Mars Express gets Festive:
A Winter Wonderland on Mars

ESA’s Mars Express captures an image of the water-ice-filled Korolev Crater.

This image from ESA’s Mars Express shows the water-ice-filled Korolev Crater, an 82 kilometer (51 mile) feature found in the northern lowlands of Mars. The oblique perspective view was generated using a digital terrain model and Mars Express data gathered over several orbits. Credit: ESA/DLR/FU Berlin.

This image shows what appears to be a large patch of fresh, untrodden snow — a dream for any lover of the holiday season. However, it’s a little too distant for a last-minute winter getaway: this feature, known as Korolev Crater, is found on Mars and is shown here in beautiful detail as seen by Mars Express.

ESA’s Mars Express mission launched on June 2, 2003, and reached Mars six months later. The satellite fired its main engine and entered orbit around the red planet on December 25, making this the 15‑year anniversary of the spacecraft’s orbit insertion and the beginning of its science program.

These images are an excellent celebration of such a milestone. Taken by the Mars Express High Resolution Stereo Camera (HRSC), this view of Korolev Crater comprises five different ‘strips’ that have been combined to form a single image, with each strip gathered over a different orbit. The crater is also shown in perspective, context, and topographic views, all of which offer a more complete view of the terrain in and around the crater.

Korolev Crater is 82 kilometers (51 miles) across and found in the northern lowlands of Mars, just south of a large patch of dune-filled terrain that encircles part of the planet’s northern polar cap (known as Olympia Undae). It is an especially well-preserved example of a martian crater and is filled not by snow but ice, with its center hosting a mound of water ice some 1.8 kilometers/1 mile thick all year round.
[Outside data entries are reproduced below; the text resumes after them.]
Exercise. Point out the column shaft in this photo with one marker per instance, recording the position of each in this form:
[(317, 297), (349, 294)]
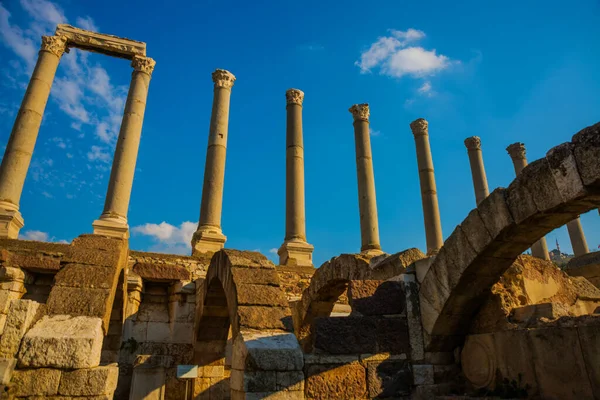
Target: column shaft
[(577, 237), (113, 221), (517, 152), (209, 236), (477, 169), (367, 202), (431, 212), (295, 251), (19, 149)]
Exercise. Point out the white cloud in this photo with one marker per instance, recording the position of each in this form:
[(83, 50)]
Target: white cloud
[(34, 235), (169, 237), (98, 153), (86, 23), (393, 56)]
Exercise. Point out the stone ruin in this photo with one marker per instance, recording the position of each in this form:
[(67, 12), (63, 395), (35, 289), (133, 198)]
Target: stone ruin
[(472, 317)]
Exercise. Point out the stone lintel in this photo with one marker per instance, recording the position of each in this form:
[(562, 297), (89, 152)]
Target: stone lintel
[(296, 253), (111, 228), (205, 241), (11, 223), (101, 43)]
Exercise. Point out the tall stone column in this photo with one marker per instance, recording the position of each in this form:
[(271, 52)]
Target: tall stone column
[(209, 237), (431, 211), (295, 251), (367, 202), (113, 221), (577, 237), (19, 150), (517, 153), (473, 144)]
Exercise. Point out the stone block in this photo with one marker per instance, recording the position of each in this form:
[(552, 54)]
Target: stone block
[(359, 333), (263, 295), (389, 379), (21, 315), (62, 341), (161, 272), (35, 382), (260, 317), (158, 332), (266, 351), (7, 366), (336, 381), (87, 276), (375, 297), (89, 381), (253, 381), (423, 374), (559, 364)]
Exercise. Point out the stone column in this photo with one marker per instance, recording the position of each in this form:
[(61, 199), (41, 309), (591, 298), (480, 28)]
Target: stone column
[(431, 211), (209, 237), (477, 169), (295, 251), (19, 149), (113, 221), (577, 237), (517, 153), (367, 203)]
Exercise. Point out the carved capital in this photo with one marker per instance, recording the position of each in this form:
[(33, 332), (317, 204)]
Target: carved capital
[(56, 45), (294, 96), (516, 151), (473, 143), (360, 112), (419, 127), (223, 78), (143, 64)]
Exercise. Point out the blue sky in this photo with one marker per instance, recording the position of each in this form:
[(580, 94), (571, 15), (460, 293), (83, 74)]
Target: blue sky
[(505, 71)]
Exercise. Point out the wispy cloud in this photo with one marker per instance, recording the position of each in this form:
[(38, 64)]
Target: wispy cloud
[(167, 237), (396, 56)]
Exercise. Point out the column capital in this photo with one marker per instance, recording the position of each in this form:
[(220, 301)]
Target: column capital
[(473, 143), (294, 96), (516, 151), (223, 78), (143, 64), (56, 45), (360, 112)]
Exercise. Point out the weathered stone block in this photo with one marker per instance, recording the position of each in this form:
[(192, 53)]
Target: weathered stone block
[(359, 333), (89, 381), (35, 382), (21, 315), (389, 379), (260, 317), (62, 341), (375, 297), (161, 272), (7, 366), (266, 295), (336, 381), (266, 351), (423, 374), (253, 381)]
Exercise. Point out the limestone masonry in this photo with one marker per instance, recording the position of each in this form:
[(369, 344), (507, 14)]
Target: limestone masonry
[(471, 318)]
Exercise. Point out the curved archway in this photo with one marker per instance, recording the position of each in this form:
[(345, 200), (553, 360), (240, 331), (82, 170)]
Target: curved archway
[(547, 194), (241, 301)]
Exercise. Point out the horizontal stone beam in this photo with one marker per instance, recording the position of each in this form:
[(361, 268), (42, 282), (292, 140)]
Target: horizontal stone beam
[(101, 43)]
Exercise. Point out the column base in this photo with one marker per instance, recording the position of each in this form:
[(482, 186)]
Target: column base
[(296, 253), (207, 241), (111, 227), (11, 222)]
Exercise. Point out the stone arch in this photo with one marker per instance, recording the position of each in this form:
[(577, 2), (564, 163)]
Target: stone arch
[(547, 194), (242, 295), (332, 280)]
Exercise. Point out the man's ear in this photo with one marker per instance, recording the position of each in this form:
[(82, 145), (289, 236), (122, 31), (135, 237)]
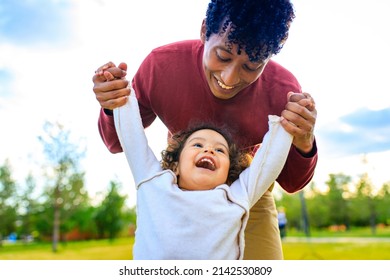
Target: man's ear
[(203, 31)]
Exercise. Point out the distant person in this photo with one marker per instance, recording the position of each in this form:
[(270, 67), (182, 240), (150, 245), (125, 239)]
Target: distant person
[(282, 220), (195, 203), (226, 77)]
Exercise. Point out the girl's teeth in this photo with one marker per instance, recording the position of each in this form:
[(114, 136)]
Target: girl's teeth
[(224, 86)]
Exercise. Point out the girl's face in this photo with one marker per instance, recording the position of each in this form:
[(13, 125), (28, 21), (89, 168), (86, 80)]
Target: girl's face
[(227, 72), (204, 161)]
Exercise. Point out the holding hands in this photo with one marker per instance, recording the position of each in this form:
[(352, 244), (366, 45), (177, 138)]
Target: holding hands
[(299, 118), (110, 85)]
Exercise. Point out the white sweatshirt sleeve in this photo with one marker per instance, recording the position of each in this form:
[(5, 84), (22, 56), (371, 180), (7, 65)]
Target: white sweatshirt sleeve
[(268, 161), (128, 124)]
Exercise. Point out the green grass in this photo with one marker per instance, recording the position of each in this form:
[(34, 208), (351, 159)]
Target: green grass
[(354, 232), (119, 249), (336, 251), (294, 248)]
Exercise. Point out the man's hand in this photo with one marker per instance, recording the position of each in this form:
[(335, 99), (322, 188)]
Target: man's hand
[(299, 118), (110, 85)]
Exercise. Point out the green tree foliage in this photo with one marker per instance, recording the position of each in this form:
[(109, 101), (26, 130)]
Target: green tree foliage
[(65, 182), (383, 204), (8, 202), (28, 208), (338, 185), (364, 210), (110, 217)]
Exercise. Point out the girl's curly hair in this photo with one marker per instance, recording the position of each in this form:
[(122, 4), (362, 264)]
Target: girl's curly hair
[(259, 27), (239, 159)]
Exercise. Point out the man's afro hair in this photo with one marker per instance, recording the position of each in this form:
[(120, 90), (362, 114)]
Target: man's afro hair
[(259, 27)]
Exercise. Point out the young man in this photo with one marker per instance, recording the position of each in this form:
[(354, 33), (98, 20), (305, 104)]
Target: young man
[(227, 77)]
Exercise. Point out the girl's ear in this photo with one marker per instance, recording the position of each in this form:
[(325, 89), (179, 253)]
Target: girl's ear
[(175, 168), (203, 31)]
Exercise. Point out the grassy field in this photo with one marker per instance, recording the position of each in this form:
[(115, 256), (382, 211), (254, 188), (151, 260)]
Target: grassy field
[(323, 246)]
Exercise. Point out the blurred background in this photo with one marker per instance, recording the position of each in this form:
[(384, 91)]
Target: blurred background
[(55, 171)]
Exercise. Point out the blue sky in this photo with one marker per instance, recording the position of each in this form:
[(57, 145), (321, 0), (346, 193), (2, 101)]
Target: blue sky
[(50, 48), (35, 21)]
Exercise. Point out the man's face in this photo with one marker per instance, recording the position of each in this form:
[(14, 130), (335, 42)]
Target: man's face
[(228, 72)]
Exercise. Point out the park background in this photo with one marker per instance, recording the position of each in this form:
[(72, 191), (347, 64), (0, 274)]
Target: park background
[(50, 146)]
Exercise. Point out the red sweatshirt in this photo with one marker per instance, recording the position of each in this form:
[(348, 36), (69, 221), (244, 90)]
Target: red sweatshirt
[(171, 84)]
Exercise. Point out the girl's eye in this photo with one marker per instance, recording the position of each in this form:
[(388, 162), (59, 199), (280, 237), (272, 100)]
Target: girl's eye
[(222, 58), (250, 69)]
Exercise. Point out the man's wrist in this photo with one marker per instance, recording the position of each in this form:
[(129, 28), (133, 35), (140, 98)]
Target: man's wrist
[(108, 112)]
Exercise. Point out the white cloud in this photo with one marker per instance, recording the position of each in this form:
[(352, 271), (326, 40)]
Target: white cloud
[(336, 56)]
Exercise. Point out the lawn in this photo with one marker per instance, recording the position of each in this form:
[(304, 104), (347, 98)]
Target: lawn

This ever-icy presence is due to an interesting phenomenon known as a ‘cold trap’, which occurs as the name suggests. The crater’s floor is deep, lying some 2 kilometers (1.24 miles) vertically beneath its rim. The very deepest parts of Korolev Crater, those containing ice, act as a natural cold trap: the air moving over the deposit of ice cools down and sinks, creating a layer of cold air that sits directly above the ice itself. Behaving as a shield, this layer helps the ice remain stable and stops it from heating up and disappearing. Air is a poor conductor of heat, exacerbating this effect and keeping Korolev Crater permanently icy.

The crater is named after chief rocket engineer and spacecraft designer Sergei Korolev, dubbed the father of Soviet space technology. Korolev worked on a number of well-known missions including the Sputnik program (the first artificial satellites ever sent into orbit around the Earth in 1957 and the years following), the Vostok and Vokshod programs of human space exploration (Vostok being the spacecraft that carried the first ever human, Yuri Gagarin, into space in 1961), as well as the first interplanetary missions to the Moon, Mars, and Venus. He also worked on a number of rockets that were the precursors to the successful Soyuz launcher — still the workhorses of the Russian space program, and used for both crewed and robotic flights.

This region of Mars has also been of interest to other missions, including ESA’s ExoMars program, which aims to establish if life ever existed on Mars.